Having not represented the West Indies in a T20I since April 2016, the 33-year-old St Lucian Johnson Charles is one of those whose World Cup squad inclusion has created some degree of fervent debate among Caribbean cricket fans, particularly on social media. Charles has, however, continued to justify his selection and defy his critics with his ongoing outstanding performances at this year’s CPL.
With 342 runs scored from 8 innings batted for an average of 48.85 and an impressive strike rate of 135.17, Charles has to date established himself as the tournament’s most outstanding batsman by far. So much so, that should he continue in his current vein until the end of this year’s CPL his seat on the flight to Australia could very well be as Evin Lewis preferred opening batting partner. As opposed to his initial designation as the squad’s backup wicket-keeper batsman.
Charles’ ongoing 2022 CPL performances have been fully supportive of his World Cup squad inclusions. Those of others by contrast may have already left Haynes and his fellow selectors scratching their individual and collective heads, while also providing them with sufficient reasons for second-guessing some if not all their controversial choices.
Having been controversially excluded from the squad, Fabian Allen, the dynamic three-dimensional left-arm spinner, power-hitting, world-class fielding all-rounder sent Haynes and Co, the very poignant message of a 35-ball half-century that included three sixes and an exact number of fours, followed by outstanding bowling returns of 1/20-4 in the Jamaica Tallawahs’ September 17 match against the Trinidad & Tobago Knight Riders.
Allen’s performance, coming as it did just a few days after the West Indies squad’s announcement, would have served to reinforce the significant numbers of expressed views that his inclusion would have made far more sense than that of Raymon Reifer. As a medium-pace batting allrounder, Reifer is very much the same type of player as Kyle Mayers, vice-captain Rovman Powell and even Jason Holder. As a left-arm seamer, his inclusion has also left the squad with no less than three such bowlers with the front liners Obed McCoy and Sheldon Cottrell being the other two. Had he been chosen instead of Reifer, Allen’s inclusion would have given the squad the much better balance of a second left-arm spinner, belligerent hard-hitting lower-order batsman, as well as a fielder whose outstanding catching and run-saving capabilities would be assets to any squad.
The recovering from injury, thirty-three years old ageing Cottrell is another whose inclusion Haynes and Co must now be second guessing.

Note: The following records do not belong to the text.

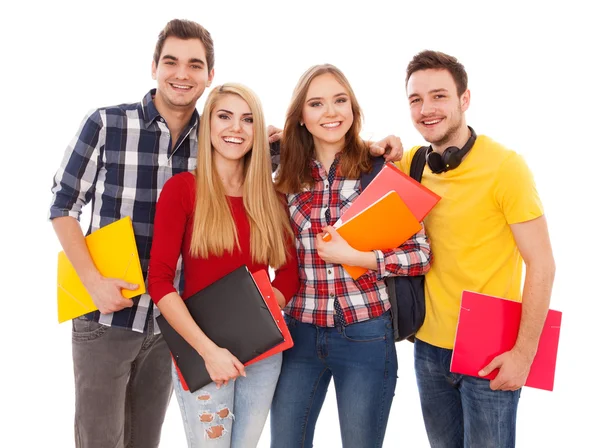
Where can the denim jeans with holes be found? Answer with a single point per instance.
(234, 415)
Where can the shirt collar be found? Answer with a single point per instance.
(151, 113)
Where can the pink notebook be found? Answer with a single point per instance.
(419, 199)
(488, 326)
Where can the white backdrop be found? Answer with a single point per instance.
(533, 88)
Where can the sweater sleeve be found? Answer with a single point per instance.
(287, 277)
(173, 209)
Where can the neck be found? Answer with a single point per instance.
(325, 152)
(231, 173)
(458, 138)
(176, 118)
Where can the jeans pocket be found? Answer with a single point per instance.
(87, 330)
(372, 330)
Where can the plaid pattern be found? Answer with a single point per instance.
(119, 161)
(321, 283)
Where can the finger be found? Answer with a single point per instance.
(126, 303)
(126, 285)
(376, 150)
(490, 367)
(240, 367)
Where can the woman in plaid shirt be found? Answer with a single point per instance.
(341, 327)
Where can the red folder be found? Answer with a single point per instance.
(419, 199)
(263, 283)
(384, 224)
(488, 326)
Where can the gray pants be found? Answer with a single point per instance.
(122, 386)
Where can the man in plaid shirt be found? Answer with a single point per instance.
(119, 160)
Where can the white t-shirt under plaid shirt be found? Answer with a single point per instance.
(323, 284)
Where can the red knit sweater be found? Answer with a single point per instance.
(172, 235)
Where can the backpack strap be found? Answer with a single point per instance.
(377, 164)
(418, 162)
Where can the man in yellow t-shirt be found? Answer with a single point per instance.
(489, 220)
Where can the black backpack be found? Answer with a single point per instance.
(406, 293)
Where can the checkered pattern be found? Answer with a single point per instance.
(119, 161)
(323, 284)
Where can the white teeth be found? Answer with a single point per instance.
(233, 140)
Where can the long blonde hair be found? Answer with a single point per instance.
(297, 144)
(214, 230)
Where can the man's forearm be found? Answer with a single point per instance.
(536, 301)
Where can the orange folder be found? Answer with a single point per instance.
(488, 326)
(384, 224)
(263, 283)
(114, 252)
(419, 199)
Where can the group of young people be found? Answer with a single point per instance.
(201, 196)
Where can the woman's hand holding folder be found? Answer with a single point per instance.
(222, 366)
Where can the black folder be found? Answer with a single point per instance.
(233, 314)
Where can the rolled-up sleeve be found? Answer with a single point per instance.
(411, 258)
(75, 181)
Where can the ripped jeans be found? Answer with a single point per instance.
(234, 415)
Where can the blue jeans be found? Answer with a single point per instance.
(460, 410)
(234, 415)
(360, 357)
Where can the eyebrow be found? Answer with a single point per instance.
(191, 61)
(231, 113)
(320, 97)
(431, 91)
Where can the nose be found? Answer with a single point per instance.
(182, 72)
(330, 109)
(427, 108)
(236, 125)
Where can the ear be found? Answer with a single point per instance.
(211, 75)
(154, 70)
(465, 100)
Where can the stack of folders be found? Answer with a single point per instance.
(488, 326)
(114, 253)
(385, 214)
(238, 312)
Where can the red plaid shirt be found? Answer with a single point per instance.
(320, 282)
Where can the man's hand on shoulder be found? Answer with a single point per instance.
(274, 134)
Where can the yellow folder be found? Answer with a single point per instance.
(115, 255)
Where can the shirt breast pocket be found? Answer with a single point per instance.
(300, 206)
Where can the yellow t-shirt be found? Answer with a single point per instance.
(472, 245)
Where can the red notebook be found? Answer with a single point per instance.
(419, 199)
(263, 283)
(488, 326)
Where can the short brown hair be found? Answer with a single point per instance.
(429, 59)
(186, 29)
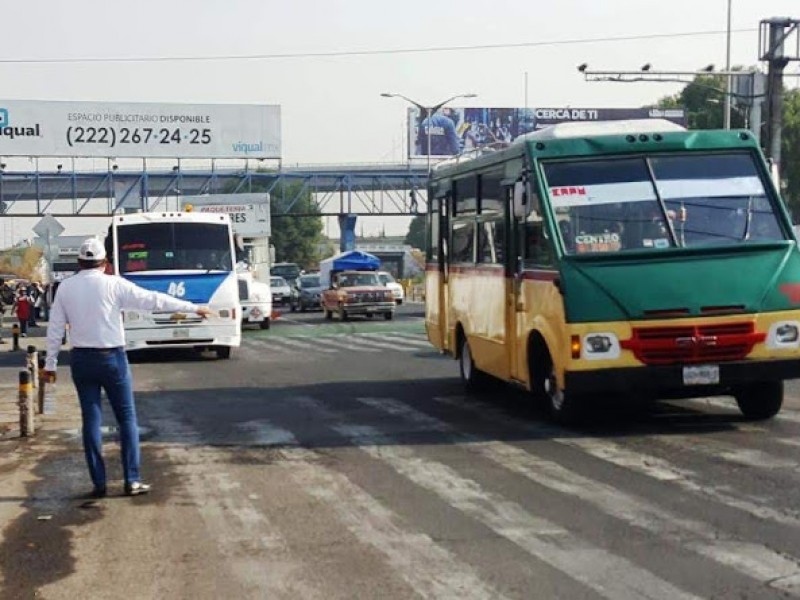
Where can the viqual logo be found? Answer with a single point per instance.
(248, 148)
(11, 132)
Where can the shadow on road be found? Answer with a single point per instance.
(311, 414)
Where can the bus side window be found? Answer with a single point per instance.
(537, 248)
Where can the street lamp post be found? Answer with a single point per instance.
(429, 111)
(729, 78)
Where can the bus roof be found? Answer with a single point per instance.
(170, 217)
(595, 128)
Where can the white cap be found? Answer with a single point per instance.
(92, 249)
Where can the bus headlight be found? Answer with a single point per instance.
(784, 334)
(600, 346)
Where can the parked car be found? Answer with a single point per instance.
(391, 283)
(281, 294)
(357, 293)
(289, 271)
(306, 293)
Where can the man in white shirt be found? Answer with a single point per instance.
(92, 302)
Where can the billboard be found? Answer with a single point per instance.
(139, 130)
(456, 130)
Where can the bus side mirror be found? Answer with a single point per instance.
(520, 200)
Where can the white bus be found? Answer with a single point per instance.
(187, 255)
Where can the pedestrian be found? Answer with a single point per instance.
(23, 308)
(33, 296)
(91, 303)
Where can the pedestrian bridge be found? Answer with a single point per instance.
(369, 189)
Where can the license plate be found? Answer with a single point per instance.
(701, 375)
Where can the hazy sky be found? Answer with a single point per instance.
(331, 105)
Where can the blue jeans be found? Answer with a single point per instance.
(93, 369)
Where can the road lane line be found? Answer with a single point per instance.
(428, 568)
(637, 461)
(791, 416)
(422, 345)
(751, 559)
(719, 450)
(608, 575)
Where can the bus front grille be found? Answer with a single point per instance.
(693, 343)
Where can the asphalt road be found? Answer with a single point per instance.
(342, 460)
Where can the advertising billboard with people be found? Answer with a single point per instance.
(454, 130)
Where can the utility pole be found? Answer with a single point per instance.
(773, 34)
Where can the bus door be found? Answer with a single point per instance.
(533, 295)
(436, 272)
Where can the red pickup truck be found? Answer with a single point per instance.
(357, 293)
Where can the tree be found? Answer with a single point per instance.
(295, 238)
(704, 102)
(416, 232)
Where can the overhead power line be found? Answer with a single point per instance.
(375, 52)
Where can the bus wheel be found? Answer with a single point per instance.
(759, 401)
(471, 376)
(563, 406)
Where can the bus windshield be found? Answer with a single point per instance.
(174, 246)
(660, 202)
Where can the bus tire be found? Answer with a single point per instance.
(562, 406)
(471, 376)
(759, 401)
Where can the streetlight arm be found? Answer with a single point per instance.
(441, 104)
(407, 99)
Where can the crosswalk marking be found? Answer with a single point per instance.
(236, 525)
(305, 346)
(407, 340)
(362, 339)
(608, 575)
(373, 343)
(754, 560)
(430, 569)
(638, 461)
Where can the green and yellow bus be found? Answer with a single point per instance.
(588, 260)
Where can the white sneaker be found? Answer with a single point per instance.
(137, 488)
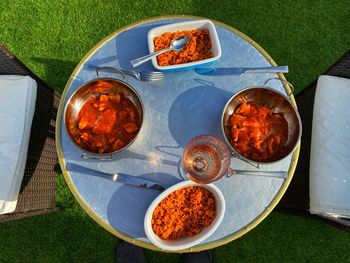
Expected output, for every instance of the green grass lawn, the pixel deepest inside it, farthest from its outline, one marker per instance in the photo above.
(51, 37)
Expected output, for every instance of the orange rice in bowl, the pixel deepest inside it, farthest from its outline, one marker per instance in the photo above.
(202, 49)
(184, 215)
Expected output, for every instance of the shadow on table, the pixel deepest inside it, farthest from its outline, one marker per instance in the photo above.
(128, 205)
(197, 111)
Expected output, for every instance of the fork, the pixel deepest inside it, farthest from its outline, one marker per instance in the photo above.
(140, 75)
(144, 75)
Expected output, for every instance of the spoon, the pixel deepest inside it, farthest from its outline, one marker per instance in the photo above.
(176, 44)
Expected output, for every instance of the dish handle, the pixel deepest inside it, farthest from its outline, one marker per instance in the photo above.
(283, 81)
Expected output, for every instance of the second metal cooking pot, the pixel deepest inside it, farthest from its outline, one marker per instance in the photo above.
(97, 87)
(275, 100)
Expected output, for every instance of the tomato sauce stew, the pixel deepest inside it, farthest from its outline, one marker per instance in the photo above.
(105, 123)
(257, 132)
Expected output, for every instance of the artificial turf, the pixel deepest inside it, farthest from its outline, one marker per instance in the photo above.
(51, 37)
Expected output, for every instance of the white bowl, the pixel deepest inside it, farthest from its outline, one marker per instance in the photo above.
(189, 25)
(187, 242)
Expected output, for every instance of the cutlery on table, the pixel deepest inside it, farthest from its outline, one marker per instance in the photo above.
(118, 177)
(276, 174)
(176, 44)
(240, 70)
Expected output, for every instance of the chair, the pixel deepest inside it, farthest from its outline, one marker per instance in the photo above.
(296, 198)
(37, 194)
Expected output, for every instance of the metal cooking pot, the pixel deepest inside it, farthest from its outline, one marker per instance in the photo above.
(279, 103)
(92, 89)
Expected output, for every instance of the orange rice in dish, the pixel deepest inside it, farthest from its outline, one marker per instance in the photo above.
(197, 48)
(184, 213)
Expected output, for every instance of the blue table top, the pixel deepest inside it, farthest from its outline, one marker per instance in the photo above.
(181, 106)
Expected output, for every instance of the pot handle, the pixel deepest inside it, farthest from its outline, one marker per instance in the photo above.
(88, 157)
(285, 81)
(112, 68)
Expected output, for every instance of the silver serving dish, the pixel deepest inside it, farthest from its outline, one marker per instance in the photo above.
(279, 103)
(91, 89)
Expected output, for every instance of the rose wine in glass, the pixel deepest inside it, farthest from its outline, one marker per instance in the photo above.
(205, 159)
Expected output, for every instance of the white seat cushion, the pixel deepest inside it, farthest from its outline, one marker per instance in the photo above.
(330, 148)
(17, 106)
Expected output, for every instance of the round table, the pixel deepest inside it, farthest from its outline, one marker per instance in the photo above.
(181, 106)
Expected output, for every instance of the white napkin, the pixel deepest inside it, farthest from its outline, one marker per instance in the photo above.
(17, 105)
(330, 148)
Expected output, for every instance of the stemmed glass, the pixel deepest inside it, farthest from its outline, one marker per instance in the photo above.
(205, 159)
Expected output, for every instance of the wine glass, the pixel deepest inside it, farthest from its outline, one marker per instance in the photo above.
(205, 159)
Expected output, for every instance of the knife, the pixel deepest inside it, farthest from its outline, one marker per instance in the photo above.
(240, 70)
(118, 177)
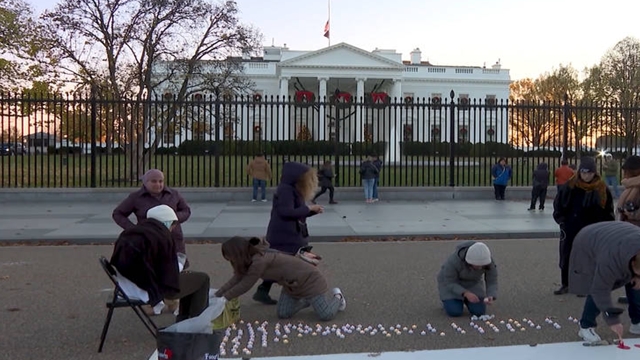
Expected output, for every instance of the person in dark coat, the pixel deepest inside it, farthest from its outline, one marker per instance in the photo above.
(154, 193)
(468, 277)
(287, 230)
(540, 184)
(146, 255)
(605, 257)
(368, 172)
(583, 200)
(325, 177)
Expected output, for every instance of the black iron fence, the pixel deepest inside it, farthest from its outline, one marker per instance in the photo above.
(205, 141)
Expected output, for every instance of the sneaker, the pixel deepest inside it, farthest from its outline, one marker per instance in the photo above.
(338, 294)
(589, 335)
(563, 290)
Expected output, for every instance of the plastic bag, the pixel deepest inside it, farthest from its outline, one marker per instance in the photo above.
(230, 315)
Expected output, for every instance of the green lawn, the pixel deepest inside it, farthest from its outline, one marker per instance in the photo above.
(202, 171)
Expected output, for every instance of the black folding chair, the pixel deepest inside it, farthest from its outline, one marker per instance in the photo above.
(120, 299)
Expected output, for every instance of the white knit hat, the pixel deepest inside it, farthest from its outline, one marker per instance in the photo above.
(478, 254)
(162, 213)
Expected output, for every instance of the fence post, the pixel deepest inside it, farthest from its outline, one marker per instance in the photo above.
(94, 115)
(565, 127)
(452, 144)
(217, 147)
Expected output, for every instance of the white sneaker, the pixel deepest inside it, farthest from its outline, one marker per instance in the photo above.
(589, 335)
(338, 294)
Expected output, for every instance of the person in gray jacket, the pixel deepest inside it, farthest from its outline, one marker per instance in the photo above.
(605, 257)
(463, 278)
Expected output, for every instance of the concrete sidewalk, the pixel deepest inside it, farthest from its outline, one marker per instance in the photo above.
(90, 222)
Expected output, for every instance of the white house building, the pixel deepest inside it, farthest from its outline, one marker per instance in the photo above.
(360, 81)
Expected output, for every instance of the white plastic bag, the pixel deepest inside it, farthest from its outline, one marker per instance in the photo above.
(202, 323)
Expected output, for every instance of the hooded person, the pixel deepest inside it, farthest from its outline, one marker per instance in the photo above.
(154, 193)
(468, 277)
(540, 185)
(606, 257)
(287, 231)
(146, 255)
(303, 284)
(583, 200)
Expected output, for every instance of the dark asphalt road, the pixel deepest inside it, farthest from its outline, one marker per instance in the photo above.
(52, 300)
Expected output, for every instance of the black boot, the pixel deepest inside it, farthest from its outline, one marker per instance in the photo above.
(262, 295)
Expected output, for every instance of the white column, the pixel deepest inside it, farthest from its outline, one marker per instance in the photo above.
(284, 131)
(359, 122)
(322, 117)
(395, 128)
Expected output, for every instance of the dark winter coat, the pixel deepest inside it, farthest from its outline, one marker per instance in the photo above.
(575, 208)
(289, 212)
(601, 262)
(146, 254)
(456, 276)
(368, 170)
(541, 176)
(325, 177)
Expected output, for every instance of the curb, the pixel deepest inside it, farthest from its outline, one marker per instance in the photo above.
(312, 239)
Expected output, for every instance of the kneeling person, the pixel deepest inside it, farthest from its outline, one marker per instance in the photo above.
(303, 284)
(605, 257)
(463, 277)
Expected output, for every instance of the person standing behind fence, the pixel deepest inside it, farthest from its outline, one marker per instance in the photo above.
(325, 177)
(611, 170)
(501, 174)
(563, 173)
(583, 200)
(260, 170)
(368, 173)
(540, 184)
(378, 164)
(154, 193)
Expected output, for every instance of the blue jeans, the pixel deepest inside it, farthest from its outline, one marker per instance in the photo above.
(613, 182)
(375, 188)
(591, 311)
(257, 183)
(367, 184)
(455, 307)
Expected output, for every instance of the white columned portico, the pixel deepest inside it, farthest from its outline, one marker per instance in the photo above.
(284, 130)
(395, 129)
(360, 122)
(322, 116)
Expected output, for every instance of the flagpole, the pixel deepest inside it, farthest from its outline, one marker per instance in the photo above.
(329, 8)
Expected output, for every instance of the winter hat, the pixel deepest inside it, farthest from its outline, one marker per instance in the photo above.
(587, 164)
(478, 254)
(632, 163)
(162, 213)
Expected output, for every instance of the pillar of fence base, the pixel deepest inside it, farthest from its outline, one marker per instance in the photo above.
(284, 127)
(322, 117)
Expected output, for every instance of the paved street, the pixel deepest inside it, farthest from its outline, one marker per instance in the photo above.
(52, 300)
(90, 222)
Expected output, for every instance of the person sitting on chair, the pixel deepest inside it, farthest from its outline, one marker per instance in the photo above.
(146, 255)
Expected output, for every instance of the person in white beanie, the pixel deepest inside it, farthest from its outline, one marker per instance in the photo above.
(146, 254)
(468, 277)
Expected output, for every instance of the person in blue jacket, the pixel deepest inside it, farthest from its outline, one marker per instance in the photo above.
(287, 231)
(501, 174)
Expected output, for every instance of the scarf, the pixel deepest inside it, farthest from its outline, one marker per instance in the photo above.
(596, 185)
(631, 193)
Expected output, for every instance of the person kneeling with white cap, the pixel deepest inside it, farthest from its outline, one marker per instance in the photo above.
(468, 277)
(146, 255)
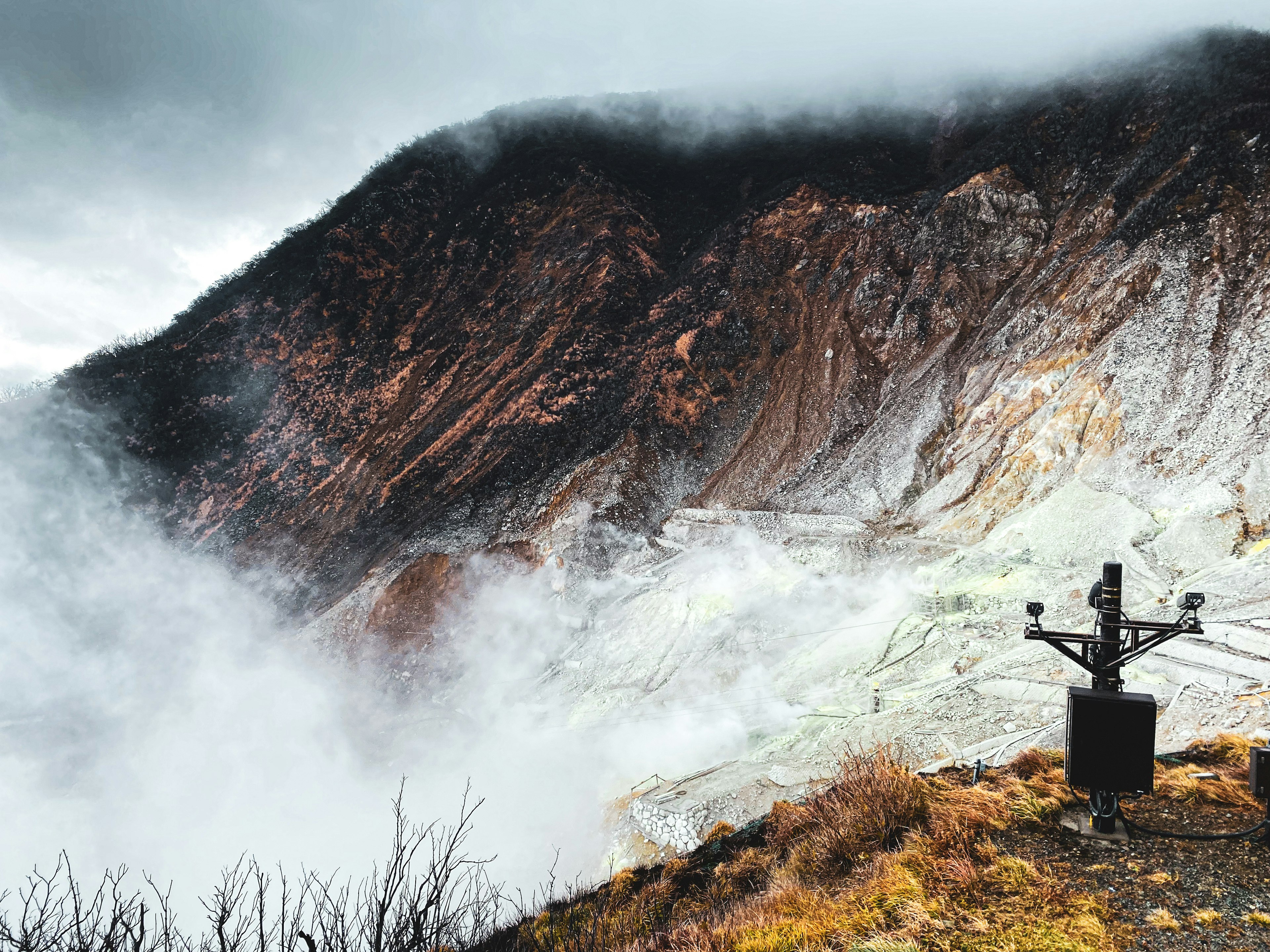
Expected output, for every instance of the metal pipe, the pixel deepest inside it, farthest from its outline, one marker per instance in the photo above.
(1109, 629)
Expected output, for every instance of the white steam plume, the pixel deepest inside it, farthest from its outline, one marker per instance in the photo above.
(155, 710)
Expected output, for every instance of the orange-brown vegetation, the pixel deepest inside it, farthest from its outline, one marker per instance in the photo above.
(887, 861)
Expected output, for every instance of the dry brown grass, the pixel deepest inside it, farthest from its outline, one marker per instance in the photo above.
(1175, 784)
(881, 861)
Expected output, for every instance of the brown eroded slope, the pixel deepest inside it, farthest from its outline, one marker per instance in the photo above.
(920, 323)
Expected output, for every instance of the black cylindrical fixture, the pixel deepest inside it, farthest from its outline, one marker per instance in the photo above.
(1109, 627)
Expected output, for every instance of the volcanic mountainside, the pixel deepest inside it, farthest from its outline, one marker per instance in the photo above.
(928, 323)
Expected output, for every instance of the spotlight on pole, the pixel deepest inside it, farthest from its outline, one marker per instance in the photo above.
(1112, 734)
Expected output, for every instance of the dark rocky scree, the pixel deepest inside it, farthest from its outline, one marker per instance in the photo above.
(477, 338)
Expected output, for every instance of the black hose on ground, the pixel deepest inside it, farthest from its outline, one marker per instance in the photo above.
(1241, 834)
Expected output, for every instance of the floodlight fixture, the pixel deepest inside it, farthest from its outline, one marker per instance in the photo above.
(1111, 734)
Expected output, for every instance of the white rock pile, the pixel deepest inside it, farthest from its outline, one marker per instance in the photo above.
(676, 823)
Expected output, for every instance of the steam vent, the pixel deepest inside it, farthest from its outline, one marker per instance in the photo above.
(742, 451)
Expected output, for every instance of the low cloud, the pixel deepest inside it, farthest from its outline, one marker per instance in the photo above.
(148, 148)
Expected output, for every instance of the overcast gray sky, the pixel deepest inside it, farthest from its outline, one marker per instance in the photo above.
(148, 148)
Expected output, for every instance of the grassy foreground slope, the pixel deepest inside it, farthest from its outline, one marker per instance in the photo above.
(887, 861)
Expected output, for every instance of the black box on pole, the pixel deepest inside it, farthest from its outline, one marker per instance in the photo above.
(1259, 772)
(1111, 740)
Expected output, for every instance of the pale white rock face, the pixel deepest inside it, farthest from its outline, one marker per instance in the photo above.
(1194, 541)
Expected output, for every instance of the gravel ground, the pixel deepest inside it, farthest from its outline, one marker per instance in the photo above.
(1184, 878)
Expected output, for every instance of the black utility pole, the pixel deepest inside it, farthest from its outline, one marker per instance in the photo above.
(1111, 734)
(1107, 655)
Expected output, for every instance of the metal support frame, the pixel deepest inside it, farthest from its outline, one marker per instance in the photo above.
(1117, 642)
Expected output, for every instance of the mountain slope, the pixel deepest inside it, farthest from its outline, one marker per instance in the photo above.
(924, 323)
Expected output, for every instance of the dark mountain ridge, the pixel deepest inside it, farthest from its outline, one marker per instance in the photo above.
(539, 309)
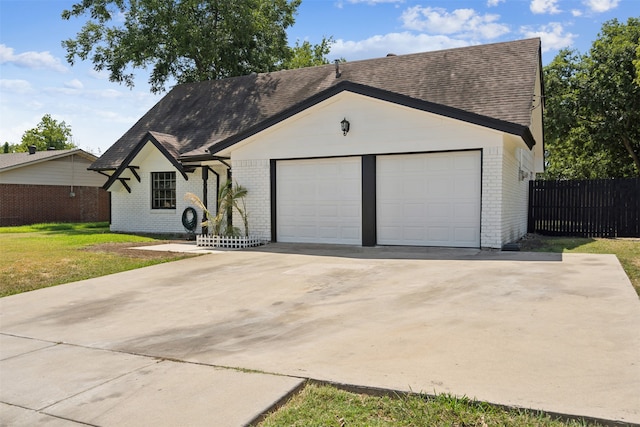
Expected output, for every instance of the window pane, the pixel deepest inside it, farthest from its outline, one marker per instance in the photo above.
(163, 190)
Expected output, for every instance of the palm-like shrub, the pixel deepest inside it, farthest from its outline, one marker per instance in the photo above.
(231, 196)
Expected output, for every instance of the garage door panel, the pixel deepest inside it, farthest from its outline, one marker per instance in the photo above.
(319, 201)
(429, 199)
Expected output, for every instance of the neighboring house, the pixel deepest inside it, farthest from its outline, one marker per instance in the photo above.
(51, 186)
(439, 150)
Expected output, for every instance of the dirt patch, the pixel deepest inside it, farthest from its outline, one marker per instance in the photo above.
(531, 242)
(128, 250)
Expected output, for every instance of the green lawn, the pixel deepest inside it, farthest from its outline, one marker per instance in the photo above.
(328, 406)
(42, 255)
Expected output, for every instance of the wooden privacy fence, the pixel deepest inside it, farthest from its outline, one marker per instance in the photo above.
(585, 208)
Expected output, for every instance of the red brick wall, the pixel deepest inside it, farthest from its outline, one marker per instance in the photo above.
(22, 204)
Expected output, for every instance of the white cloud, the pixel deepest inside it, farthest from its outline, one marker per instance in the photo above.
(20, 87)
(35, 60)
(601, 5)
(544, 6)
(375, 1)
(399, 43)
(552, 35)
(74, 84)
(465, 23)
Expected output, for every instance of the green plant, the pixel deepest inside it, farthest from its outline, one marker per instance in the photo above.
(231, 196)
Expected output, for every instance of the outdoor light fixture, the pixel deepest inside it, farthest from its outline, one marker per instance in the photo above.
(344, 124)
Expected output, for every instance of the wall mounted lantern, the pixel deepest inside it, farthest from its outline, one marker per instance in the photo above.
(344, 125)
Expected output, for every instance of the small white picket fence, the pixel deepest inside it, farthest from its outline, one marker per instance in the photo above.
(230, 242)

In the three matches he has so far played at this year’s CPL, Cottrell has yet to produce any performances that can in any way be deemed as supportive of the merits of his World Cup squad inclusion.
2/73-8 overs bowled at an economy rate of 9.12 are not the type of statistics that are squad inclusion supportive in any way shape or form. Furthermore, and by contrast, the continuing power-play wicket-taking performances of Jason Holder, Alzarri Joseph and Obed McCoy for their respective franchises have made a mockery of Haynes’ explanation for Cottrell’s inclusion, which was “he’s been taking wickets for us up front!”
The two major issues with Haynes’ advanced rationale are that firstly, Cottrell’s actual wicket-taking production for the West Indies has been somewhat unspectacular for the better part of the last two years! 1, 1, 0, 0, 1, 1, 2, 3, 0, 0, 2, 0, 1, 1, 1, 0, 2, 2, 1 and 1 are the numbers of wickets he’s taken in each of the last twenty T20I he’s played for the West Indies.